So I just got it yesterday, been playing non-stop. I'm a real newbie of course, so if anyone wants to play I can't do big quests. Strongest monster quest I can fight is Royal Ludorth or whatever.


----------



## The Sign Painter (Aug 15, 2010)

Megamannt125 said:
			
		

> So I just got it yesterday, been playing non-stop. I'm a real newbie of course, so if anyone wants to play I can't do big quests. Strongest monster quest I can fight is Royal Ludorth or whatever.
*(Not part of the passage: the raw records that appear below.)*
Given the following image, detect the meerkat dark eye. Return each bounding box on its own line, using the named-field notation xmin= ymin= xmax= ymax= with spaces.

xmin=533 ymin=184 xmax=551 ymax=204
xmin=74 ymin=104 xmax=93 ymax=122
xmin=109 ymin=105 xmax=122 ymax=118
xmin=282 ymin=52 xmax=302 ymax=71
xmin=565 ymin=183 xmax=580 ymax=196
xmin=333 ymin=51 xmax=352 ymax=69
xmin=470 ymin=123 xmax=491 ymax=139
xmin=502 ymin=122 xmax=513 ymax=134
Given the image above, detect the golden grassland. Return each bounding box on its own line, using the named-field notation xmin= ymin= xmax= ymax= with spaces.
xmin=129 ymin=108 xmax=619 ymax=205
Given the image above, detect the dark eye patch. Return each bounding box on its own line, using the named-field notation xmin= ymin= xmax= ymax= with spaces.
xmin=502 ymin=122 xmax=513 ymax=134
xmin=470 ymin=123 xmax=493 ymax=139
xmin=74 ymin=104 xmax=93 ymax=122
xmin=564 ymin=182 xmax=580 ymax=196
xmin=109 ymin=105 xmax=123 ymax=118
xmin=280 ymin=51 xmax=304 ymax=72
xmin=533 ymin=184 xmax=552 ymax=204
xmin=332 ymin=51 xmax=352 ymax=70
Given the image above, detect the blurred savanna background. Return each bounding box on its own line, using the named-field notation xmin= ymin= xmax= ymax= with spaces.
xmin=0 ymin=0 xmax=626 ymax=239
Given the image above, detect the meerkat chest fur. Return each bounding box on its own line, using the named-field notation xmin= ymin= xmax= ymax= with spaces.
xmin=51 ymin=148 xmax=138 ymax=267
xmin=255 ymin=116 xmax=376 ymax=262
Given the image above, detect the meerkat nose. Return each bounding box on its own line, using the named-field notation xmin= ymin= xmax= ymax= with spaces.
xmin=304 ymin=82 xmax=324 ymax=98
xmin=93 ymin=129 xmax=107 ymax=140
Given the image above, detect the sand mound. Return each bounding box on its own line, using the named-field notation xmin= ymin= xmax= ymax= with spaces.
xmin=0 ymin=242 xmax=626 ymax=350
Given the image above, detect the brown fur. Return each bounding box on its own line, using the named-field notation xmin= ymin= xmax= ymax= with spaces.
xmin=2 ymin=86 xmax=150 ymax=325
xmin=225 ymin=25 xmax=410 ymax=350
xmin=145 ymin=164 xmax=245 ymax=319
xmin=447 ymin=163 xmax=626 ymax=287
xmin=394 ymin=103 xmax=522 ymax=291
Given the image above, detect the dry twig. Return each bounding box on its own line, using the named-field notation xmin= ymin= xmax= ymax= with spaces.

I might hunt with you a little later, how about 4 PM Central?


----------



## Kyel (Aug 17, 2010)

Playing now.


----------



## Megamannt125 (Aug 17, 2010)

FarrenTheRobot said:
			
		

> Megamannt125 said:
> 
> 
> 
> ...


Sorry, I forgot about this thread.  :gyroidconfused: 

Anyways, now I can take on all kinds of stuff, like the Baggi and Rathian.


----------



## -Aaron (Aug 17, 2010)

Megamannt125 said:
			
		

> FarrenTheRobot said:
> 
> 
> 
> ...


What's your Hunter Rank?


----------



## Megamannt125 (Aug 17, 2010)

-Aaron said:
			
		

> Megamannt125 said:
> 
> 
> 
> ...


Like 12 or 11.


----------



## -Aaron (Aug 17, 2010)

Megamannt125 said:
			
		

> -Aaron said:
> 
> 
> 
> ...


Are you gonna play anytime soon?
I can help, if you want.


----------



## Megamannt125 (Aug 17, 2010)

-Aaron said:
			
		

> Megamannt125 said:
> 
> 
> 
> ...


Well, not right now, maybe later tonight.  :veryhappy: 

Does anyone know how to get Armor Sphere+?


----------



## -Aaron (Aug 17, 2010)

Megamannt125 said:
			
		

> -Aaron said:
> 
> 
> 
> ...


You get it via Quest Rewards or you can mine it.


----------



## Kyel (Aug 17, 2010)

Anyone wanna help me finish a few simple quests?


----------



## Pokeman (Aug 17, 2010)

I'm getting back into The Conduit

guess i can play l8r, you just gotta remind me, i get home from work at 11pm


----------



## The Sign Painter (Aug 17, 2010)

Megamannt125 said:
			
		

> -Aaron said:
> 
> 
> 
> ...


Volcano Mining, sometimes Tindra Mining.

I will play later tonight, 7 ish?


----------



## Ryudo Dragoon (Aug 17, 2010)

Pokeman said:
			
		

> I'm getting back into The Conduit
> 
> guess i can play l8r, you just gotta remind me, i get home from work at 11pm


Really?
I tried playing recently and died of boredom... I overplayed that game bad. 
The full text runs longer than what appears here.